Present a concise formulation of the theoretical motivation of your answer, and then proceed to solve the following problems.

1. Consider

   ${\displaystyle S\left(x\right)=\{\begin{array}{ll}ax+b& x⩽0\\ \tan \left(x\right)& 0⩽x⩽\pi /4\\ cx+d& x⩾\pi /4\end{array}..}$

   Determine $a,b,c,d$ such that $S\left(x\right)$ is a spline function. With $S^{\left(k\right)}=d^{k}S/d{x}^k$ denoting the $k^{\mathrm{th}}$ derivative of $S\left(x\right)$, up to what $k$ is $S^{\left(k\right)}\left(x\right)$ continuous?

2. Find a bound for the maximum error in approximation of $f:[-1,1]\to ℝ$,

   ${\displaystyle f\left(x\right)=\cos (4\pi \sin \left(4\pi x\right))+\sin (4\pi \cos \left(4\pi x\right))}$

   by interpolation of the data $𝒟=\{(x_i,y_i),y_i=f\left(x_i\right),i=0,1,2\}$ with $x_i$ the roots of the Chebyshev polynomial $T_3\left(x\right)$.

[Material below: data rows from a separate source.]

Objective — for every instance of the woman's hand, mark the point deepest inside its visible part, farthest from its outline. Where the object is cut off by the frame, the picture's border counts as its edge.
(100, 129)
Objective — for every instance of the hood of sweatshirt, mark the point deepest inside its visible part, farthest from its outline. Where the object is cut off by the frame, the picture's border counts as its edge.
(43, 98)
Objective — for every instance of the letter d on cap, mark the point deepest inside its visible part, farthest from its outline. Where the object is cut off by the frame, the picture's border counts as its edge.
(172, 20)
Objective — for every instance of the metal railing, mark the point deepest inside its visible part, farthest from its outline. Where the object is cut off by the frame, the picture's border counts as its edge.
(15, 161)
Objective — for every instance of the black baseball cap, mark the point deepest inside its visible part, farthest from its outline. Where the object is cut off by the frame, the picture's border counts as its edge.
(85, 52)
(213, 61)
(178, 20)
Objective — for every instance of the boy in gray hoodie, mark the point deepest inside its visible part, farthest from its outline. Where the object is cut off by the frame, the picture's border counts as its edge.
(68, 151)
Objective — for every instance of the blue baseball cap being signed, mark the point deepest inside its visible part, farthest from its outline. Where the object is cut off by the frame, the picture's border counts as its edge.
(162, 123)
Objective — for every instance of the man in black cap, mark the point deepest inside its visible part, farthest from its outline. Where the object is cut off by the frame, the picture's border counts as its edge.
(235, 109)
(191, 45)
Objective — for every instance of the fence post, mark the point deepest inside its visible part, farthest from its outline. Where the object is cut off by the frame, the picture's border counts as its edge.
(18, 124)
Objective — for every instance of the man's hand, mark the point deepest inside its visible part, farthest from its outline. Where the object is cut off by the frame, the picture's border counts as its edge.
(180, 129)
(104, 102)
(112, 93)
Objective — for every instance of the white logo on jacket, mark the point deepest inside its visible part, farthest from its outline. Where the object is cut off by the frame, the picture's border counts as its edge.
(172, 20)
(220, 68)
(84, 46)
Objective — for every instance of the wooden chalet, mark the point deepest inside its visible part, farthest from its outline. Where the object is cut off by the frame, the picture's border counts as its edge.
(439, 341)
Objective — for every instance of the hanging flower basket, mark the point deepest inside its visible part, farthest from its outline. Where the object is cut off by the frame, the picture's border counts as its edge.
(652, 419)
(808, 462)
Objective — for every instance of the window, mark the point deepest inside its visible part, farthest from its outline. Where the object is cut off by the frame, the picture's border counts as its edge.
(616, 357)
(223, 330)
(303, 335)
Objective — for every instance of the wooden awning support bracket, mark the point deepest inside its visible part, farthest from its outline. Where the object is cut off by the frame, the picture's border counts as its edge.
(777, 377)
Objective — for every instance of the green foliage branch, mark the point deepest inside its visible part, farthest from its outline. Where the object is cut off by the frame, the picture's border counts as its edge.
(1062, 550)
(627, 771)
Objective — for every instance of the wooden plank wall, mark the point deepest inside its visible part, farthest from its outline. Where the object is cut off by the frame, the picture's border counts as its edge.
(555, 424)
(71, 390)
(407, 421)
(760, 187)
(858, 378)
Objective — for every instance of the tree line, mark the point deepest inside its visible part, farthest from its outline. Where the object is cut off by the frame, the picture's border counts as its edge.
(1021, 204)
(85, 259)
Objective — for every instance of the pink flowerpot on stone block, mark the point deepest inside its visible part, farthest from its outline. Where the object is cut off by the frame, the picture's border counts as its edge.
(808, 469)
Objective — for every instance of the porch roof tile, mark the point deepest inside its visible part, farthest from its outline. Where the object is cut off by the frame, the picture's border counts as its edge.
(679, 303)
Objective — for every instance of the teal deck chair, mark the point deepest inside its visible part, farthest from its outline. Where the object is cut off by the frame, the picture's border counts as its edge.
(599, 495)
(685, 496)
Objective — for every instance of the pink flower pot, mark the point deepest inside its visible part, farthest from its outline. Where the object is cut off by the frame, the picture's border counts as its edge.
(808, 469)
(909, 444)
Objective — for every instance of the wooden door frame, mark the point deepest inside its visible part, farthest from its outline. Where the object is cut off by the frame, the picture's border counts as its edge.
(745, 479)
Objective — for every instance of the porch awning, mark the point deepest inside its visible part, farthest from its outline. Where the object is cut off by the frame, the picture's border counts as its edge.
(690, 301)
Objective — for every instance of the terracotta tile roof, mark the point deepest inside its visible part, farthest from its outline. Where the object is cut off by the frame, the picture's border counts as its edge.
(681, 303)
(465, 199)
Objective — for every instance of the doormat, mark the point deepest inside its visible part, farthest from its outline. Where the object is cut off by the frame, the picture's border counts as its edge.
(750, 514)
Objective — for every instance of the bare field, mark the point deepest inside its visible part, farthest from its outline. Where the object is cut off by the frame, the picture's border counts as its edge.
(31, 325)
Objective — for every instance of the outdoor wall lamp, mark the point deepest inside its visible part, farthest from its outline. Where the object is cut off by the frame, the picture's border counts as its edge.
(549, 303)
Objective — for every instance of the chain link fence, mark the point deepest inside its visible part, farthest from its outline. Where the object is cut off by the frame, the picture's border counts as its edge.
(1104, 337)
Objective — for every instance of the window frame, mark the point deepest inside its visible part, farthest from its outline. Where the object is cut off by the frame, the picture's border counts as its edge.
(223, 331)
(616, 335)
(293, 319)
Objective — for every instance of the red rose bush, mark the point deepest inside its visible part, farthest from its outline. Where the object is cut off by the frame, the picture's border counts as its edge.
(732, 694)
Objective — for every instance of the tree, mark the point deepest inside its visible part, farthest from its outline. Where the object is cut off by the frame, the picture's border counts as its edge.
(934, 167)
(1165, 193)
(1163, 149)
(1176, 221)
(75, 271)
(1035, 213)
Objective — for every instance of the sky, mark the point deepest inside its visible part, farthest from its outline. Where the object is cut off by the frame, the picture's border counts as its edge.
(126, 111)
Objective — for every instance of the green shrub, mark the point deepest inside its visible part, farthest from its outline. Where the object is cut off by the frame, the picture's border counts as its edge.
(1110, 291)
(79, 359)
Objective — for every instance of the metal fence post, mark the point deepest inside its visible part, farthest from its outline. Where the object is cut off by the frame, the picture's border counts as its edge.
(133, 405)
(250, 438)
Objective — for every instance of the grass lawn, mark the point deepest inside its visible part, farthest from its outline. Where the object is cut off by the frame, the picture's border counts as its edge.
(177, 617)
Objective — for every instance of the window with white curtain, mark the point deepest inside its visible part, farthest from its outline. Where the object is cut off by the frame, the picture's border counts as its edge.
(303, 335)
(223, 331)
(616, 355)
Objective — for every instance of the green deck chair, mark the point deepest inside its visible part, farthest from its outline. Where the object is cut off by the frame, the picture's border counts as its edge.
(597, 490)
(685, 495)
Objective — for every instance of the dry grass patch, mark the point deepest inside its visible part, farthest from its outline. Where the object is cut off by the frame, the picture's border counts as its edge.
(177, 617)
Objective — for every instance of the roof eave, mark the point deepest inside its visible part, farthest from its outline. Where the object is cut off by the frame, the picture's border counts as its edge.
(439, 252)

3. Find $L_2\left(t\right)$, the quadratic polynomial within the set $\{L_0\left(t\right),L_1\left(t\right),L_2\left(t\right),..\}$ orthonormal with respect to the scalar product

   ${\displaystyle (f,g)=\underset{-1}{\overset{1}{\int }}f\left(t\right)g\left(t\right)dt.}$

4. Construct a numerical method to $f\left(x\right)=0$ using a quadratic polynomial approximation of $f$.